L’imprimeur sérigraphie réalise des impressions sur tissu, papier, métal, verre ou plastique en utilisant la technique du pochoir traversé par une encre. Il intervient sur les vêtements personnalisés, les enseignes, les emballages industriels, l’affichage publicitaire ou les supports techniques. Avec environ 36 % des tâches exposées à l’automatisation, le métier subit un risque modéré : la préparation numérique se digitalise rapidement, mais la mise en route machine et le tirage manuel restent humains. Les analyses de la DARES sur les industries graphiques confirment une transformation progressive du secteur.

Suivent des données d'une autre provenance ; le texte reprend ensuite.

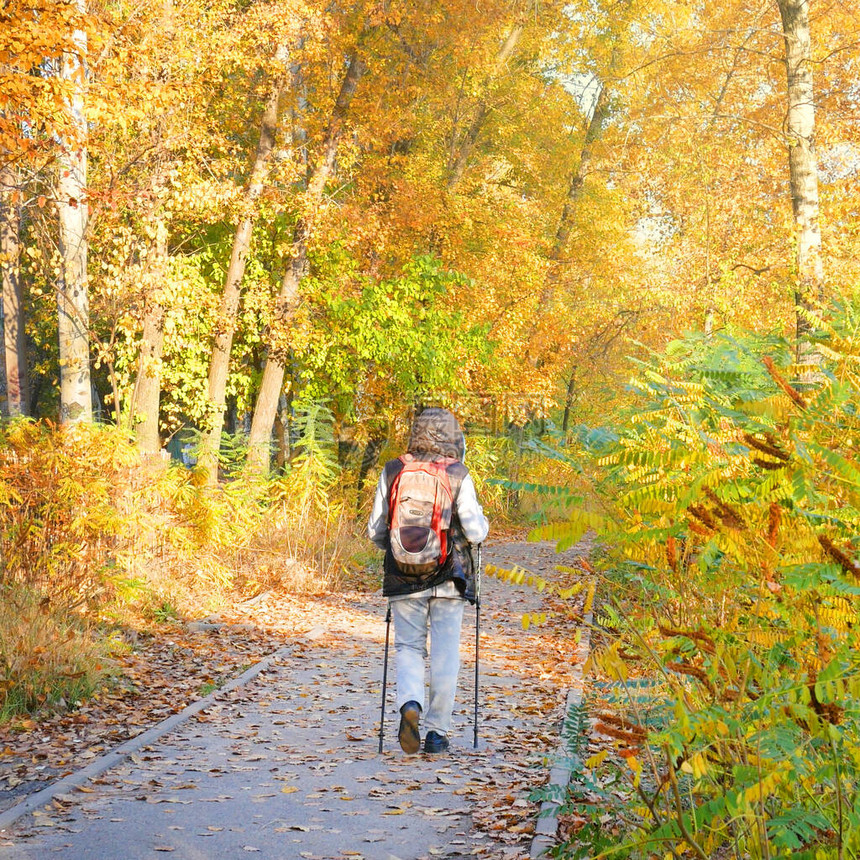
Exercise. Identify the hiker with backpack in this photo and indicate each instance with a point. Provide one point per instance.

Comprendre le métier d’imprimeur sérigraphie
La sérigraphie est l’une des plus anciennes techniques d’impression encore largement utilisée en France pour les courtes et moyennes séries. L’imprimeur prépare des cadres tendus, insolent les écrans avec le motif à reproduire, ajuste les couleurs et tire les exemplaires un à un. Il maîtrise les encres aqueuses, plastisol ou solvants, selon le support et l’usage final. Les principaux employeurs sont les ateliers de personnalisation textile, les fabricants d’enseignes, les imprimeurs industriels et les ateliers d’artistes plasticiens.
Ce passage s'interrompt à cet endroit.